For the “next generation of Polars R API”, neo-r-polars, it does not look like anything is going to change in terms of the API. Here is a simple example on how the fields binding is available for Struct:

pl$Struct(a = pl$Int32)$fields

This might not look bad if you are mostly familiar with Python, but if you are mostly using tidyverse in R and do not rely on $ in most of your work, this is not easy code to read. Of course, there is a solution in the form of {tidypolars}. This package provides a polars backend for the tidyverse API. While this is promising, it is important to keep in mind that it still relies on a no longer maintained polars package and, for that reason alone, I would not recommend using it right now.

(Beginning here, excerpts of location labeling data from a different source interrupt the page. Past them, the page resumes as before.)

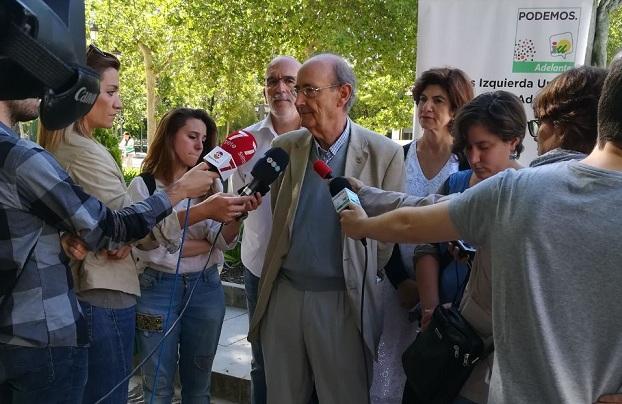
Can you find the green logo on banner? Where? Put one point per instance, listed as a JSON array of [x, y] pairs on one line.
[[541, 67], [545, 40]]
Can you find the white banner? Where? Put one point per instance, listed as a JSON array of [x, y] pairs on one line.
[[512, 45]]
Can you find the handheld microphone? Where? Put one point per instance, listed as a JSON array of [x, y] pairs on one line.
[[237, 149], [322, 169], [342, 194], [340, 189], [266, 171]]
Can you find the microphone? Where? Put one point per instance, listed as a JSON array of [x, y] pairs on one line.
[[342, 194], [266, 171], [322, 169], [340, 189], [237, 149]]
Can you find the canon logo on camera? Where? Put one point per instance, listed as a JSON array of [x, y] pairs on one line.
[[82, 95]]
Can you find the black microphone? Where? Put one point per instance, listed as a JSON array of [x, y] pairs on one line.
[[266, 171]]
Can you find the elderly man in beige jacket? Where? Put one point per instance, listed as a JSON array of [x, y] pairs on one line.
[[316, 329]]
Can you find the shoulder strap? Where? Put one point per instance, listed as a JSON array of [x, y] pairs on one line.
[[149, 180], [406, 147]]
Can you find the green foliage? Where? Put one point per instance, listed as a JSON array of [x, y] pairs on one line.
[[614, 45], [212, 54], [233, 257], [110, 141], [129, 174]]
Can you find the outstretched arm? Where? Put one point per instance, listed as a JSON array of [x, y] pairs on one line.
[[427, 224]]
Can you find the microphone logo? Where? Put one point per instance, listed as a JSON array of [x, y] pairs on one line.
[[82, 95]]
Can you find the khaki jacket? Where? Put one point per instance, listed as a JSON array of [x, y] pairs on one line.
[[92, 167], [376, 161]]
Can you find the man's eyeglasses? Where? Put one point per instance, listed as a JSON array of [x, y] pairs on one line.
[[272, 82], [533, 127], [311, 92]]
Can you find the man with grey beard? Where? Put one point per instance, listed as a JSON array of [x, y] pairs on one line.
[[279, 82], [43, 333], [19, 110]]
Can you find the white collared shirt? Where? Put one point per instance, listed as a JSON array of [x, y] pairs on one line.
[[258, 224]]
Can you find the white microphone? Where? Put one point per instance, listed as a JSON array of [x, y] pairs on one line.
[[237, 149]]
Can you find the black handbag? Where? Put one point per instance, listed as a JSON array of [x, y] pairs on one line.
[[441, 358]]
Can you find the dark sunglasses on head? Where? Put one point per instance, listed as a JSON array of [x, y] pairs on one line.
[[532, 127], [92, 49]]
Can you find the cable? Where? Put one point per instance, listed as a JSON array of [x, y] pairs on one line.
[[363, 328], [172, 297], [181, 313]]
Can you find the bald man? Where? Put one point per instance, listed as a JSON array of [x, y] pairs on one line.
[[308, 314]]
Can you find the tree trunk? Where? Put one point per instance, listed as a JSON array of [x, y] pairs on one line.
[[150, 78]]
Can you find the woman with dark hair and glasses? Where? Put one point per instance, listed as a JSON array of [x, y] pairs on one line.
[[489, 130], [439, 94], [565, 115]]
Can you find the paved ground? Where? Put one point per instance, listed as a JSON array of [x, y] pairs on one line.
[[233, 356]]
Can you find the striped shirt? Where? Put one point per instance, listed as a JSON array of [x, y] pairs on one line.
[[327, 155], [38, 200]]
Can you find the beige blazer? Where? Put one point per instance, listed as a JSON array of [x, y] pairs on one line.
[[92, 167], [376, 161]]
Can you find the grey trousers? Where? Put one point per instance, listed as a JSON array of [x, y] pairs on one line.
[[311, 338]]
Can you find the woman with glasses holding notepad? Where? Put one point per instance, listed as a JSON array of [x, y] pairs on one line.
[[565, 115]]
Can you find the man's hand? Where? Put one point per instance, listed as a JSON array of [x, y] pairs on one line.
[[408, 294], [352, 221], [119, 253], [355, 183], [73, 247], [195, 182], [610, 399], [225, 207]]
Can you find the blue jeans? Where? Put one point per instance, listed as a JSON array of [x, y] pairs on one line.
[[42, 375], [193, 341], [258, 375], [111, 333]]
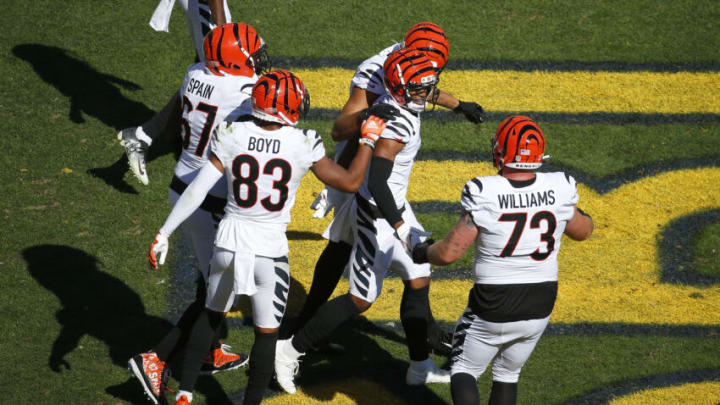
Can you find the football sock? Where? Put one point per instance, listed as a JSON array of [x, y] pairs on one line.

The polars API is better than pandas API in Python, especially as you do not need to work with the implicit row index in pandas, so no need for .loc[] and iloc[], but compared to the APIs you will find in R with {dplyr} and {data.table}, there is simply no argument to be made for polars in R in terms of the API.

For performance, while polars is a great choice in Python, I have not seen any performance metrics for polars in R, and I doubt they will do better than the alternatives available in R, such as {data.table} and {duckdb}. That is, if performance is your main concern, you are most likely better off working with polars in Python (using lazy evaluations) or a better alternative in R.

In sum, while things can and most likely will change in the future, as of right now, I do not see a strong case for using polars in R.